Софья Васильевна тоже мечтала преподавать в университете и решила готовиться к магистерским экзаменам. Но чтобы стать преподавателем университета, необходимо было получить разрешение министра просвещения Сабурова — „битого министра“ (ему один студент публично дал пощечину).

„Что до меня касается, то мои дела идут не столь блестящим образом: несмотря на то, что и профессор Давидов и ректор Тихонравов лично обращались к министру с просьбой допустить меня к магистерскому экзамену, но министр решительно отказал и даже выразился так, что и я, и дочка моя успеем состариться, прежде чем женщины будут допущены в университеты. Каково?“ — так с горечью сообщила Софья Васильевна брату мужа.

До чтения Владимиром Онуфриевичем лекций в университете и, следовательно, до постоянного заработка оставалось около года, а средств пока не было никаких. В этот трудный момент его пригласил к себе Виктор Иванович Рагозин, который организовал „Товарищество на паях „Рагозин и К°““ по производству нефтяных минеральных масел».

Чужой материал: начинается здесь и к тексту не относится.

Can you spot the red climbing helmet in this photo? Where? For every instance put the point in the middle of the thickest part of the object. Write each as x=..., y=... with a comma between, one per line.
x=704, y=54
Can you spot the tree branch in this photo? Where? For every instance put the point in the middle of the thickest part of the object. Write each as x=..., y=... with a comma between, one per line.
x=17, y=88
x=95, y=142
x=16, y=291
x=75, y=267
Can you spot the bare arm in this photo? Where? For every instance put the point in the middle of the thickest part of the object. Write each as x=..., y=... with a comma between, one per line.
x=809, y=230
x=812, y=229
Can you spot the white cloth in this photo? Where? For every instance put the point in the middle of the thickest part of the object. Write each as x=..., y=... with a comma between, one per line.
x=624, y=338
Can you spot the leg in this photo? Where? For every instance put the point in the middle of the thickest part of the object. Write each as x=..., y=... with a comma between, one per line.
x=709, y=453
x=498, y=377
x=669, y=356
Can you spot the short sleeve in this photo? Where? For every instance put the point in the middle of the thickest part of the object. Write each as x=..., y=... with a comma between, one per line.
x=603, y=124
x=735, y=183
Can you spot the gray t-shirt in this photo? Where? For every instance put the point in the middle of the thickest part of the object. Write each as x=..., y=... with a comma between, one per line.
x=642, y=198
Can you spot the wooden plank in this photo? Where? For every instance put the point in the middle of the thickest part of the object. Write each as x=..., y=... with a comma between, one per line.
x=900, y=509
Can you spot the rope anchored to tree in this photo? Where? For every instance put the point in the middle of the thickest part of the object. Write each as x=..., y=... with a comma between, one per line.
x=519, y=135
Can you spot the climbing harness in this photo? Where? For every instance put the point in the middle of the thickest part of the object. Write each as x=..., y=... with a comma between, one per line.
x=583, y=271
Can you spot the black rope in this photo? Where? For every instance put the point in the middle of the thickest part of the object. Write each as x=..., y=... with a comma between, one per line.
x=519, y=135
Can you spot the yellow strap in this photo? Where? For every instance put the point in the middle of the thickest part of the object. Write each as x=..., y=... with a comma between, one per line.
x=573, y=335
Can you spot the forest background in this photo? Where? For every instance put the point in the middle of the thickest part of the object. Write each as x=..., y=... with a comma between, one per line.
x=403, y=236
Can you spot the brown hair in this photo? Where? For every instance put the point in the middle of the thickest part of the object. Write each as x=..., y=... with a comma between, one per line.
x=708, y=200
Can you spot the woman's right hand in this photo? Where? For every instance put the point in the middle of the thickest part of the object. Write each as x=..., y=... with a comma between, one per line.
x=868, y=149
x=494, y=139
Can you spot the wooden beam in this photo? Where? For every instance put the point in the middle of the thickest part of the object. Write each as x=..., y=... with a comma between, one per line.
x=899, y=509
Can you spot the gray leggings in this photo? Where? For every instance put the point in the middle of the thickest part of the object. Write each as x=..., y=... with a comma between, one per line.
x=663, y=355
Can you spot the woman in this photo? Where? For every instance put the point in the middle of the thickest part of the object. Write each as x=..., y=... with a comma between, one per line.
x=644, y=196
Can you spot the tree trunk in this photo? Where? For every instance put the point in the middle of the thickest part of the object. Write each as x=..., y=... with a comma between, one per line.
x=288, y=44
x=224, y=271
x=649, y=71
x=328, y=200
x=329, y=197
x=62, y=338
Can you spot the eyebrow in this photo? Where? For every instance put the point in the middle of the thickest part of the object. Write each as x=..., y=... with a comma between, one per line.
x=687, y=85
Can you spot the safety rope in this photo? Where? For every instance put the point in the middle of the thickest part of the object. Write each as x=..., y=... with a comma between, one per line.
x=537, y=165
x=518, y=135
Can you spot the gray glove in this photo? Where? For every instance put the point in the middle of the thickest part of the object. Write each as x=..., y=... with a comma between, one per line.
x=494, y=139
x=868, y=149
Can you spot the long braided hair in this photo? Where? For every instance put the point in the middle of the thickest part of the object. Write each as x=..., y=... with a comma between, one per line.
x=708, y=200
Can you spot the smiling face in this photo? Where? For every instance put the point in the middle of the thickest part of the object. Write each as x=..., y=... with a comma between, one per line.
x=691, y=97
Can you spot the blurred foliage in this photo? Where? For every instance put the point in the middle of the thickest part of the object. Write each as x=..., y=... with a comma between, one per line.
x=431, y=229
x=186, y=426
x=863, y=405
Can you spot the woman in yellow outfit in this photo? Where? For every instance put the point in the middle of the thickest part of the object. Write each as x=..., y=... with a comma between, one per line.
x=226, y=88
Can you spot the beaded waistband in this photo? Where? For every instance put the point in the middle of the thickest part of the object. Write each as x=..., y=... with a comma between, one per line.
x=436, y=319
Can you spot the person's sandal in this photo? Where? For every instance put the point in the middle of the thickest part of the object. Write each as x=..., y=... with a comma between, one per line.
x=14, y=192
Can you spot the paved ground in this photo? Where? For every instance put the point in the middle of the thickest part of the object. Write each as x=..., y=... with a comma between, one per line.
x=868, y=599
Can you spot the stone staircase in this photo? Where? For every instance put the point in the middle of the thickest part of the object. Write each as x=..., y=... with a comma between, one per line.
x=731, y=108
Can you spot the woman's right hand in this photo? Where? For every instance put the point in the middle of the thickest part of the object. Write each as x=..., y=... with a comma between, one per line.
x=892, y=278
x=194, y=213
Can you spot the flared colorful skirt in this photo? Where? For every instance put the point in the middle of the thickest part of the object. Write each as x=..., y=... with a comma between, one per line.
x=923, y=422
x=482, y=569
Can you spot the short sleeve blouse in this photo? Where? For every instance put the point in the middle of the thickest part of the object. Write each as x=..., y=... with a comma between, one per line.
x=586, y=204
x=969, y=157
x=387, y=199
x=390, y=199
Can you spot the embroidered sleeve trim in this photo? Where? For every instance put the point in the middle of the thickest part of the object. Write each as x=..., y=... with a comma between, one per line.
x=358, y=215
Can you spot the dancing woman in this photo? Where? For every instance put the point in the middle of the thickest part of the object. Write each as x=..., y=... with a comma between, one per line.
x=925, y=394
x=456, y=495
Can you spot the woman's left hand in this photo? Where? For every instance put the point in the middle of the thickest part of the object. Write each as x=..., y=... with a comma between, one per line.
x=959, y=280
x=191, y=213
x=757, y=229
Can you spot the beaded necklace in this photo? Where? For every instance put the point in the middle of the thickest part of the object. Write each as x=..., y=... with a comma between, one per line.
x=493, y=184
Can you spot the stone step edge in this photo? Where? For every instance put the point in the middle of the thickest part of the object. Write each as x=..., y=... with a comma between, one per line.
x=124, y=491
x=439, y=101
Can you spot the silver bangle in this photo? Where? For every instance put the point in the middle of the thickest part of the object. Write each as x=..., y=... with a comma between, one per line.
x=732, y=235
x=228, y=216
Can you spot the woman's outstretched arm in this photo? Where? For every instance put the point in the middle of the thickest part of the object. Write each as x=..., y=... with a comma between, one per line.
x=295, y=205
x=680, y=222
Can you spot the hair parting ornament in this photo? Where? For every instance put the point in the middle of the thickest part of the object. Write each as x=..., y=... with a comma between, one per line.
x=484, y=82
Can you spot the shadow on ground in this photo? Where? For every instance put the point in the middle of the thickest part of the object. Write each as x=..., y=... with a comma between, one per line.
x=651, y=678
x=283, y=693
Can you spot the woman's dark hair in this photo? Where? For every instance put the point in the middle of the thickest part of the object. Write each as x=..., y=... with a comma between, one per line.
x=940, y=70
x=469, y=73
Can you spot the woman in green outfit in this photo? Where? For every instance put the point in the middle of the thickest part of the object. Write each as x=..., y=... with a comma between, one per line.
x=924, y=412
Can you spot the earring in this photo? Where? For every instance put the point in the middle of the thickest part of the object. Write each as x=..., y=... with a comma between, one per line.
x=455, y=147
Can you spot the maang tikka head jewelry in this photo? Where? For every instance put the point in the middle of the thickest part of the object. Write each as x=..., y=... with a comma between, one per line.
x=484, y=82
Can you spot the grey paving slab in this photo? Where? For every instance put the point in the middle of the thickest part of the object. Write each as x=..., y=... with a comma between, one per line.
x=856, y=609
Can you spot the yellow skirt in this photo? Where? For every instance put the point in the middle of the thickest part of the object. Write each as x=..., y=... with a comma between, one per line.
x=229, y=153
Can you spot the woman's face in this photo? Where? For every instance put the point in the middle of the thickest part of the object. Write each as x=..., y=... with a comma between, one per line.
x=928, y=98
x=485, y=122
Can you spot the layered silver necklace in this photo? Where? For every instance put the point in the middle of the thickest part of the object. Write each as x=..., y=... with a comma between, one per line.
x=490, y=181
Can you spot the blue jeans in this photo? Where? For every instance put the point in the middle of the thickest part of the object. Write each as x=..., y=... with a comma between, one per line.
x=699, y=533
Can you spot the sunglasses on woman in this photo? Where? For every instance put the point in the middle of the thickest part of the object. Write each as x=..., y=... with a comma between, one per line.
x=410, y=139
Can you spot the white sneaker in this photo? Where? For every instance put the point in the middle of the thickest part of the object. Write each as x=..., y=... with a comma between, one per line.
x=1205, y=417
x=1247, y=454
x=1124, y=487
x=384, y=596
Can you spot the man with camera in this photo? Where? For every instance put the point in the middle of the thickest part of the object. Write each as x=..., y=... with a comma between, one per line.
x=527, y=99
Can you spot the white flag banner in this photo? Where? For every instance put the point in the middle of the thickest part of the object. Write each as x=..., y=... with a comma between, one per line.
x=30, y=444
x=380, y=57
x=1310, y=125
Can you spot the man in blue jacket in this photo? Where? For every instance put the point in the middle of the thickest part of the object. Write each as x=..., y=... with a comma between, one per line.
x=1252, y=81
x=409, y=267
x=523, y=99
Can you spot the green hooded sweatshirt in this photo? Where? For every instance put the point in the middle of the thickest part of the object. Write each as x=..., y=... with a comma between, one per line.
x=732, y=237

Основатель товарищества был очень энергичным и деловым. Женившись на дочери одного из богатых нижегородских купцов, он умело пустил капитал в оборот и разбогател. Когда в 1813 году Бакинское ханство стало принадлежать России, кое-кто из дельцов занялся добычей нефти, но очень примитивным способом. Будучи образованным человеком, Рагозин обратил внимание на то, что при производстве керосина остаются «нефтяные остатки». Рагозин основал лабораторию, где перерабатывал эти остатки в смазочные масла. Масло стало быстро раскупаться, и Рагозин, не имея достаточно средств, чтобы одному построить несколько заводов, решил создать на паях «Товарищество „Рагозин и К°“». Пайщикам предлагались очень выгодные условия, руководило ими выбранное правление. Рагозин предложил Ковалевскому стать одним из директоров. Это предложение устраивало Владимира Онуфриевича. Не говоря уже о том, что при хорошем ведении дел он будет получать более десяти тысяч в год, уже теперь можно было взять в кассе товарищества любую сумму в счет будущего жалованья.

Ковалевский воспользовался этой возможностью, занимал деньги в кассе фирмы, приобретал паи, снова их закладывал, снова покупал, находил пайщиков, в общем, как всегда, с увлечением занялся новым делом. Он все еще наивно надеялся быстро разбогатеть и уж потом целиком отдаться науке. Измученный нуждою, Ковалевский не мог понять, как трудно совместить предпринимательскую деятельность (он был техническим директором общества) с научной работой. По делам новой службы Владимир Онуфриевич уехал за границу. Там он встретился с учеными, которые радостно его приняли, и он начал жадно знакомиться с новейшими достижениями геологии и палеонтологии.

Софья Васильевна тоже занялась любимой наукой. Ее захватила дискуссия об абелевых функциях и работа над преломлением света в кристаллах. Ковалевская чувствовала необходимость посоветоваться с Вейерштрассом и показать ему черновые наброски своей работы. Она написала профессору письмо, и не дождавшись ответа, оставила маленькую Фуфу (так звали дома Соню-младшую) у Лермонтовой и уехала в Берлин.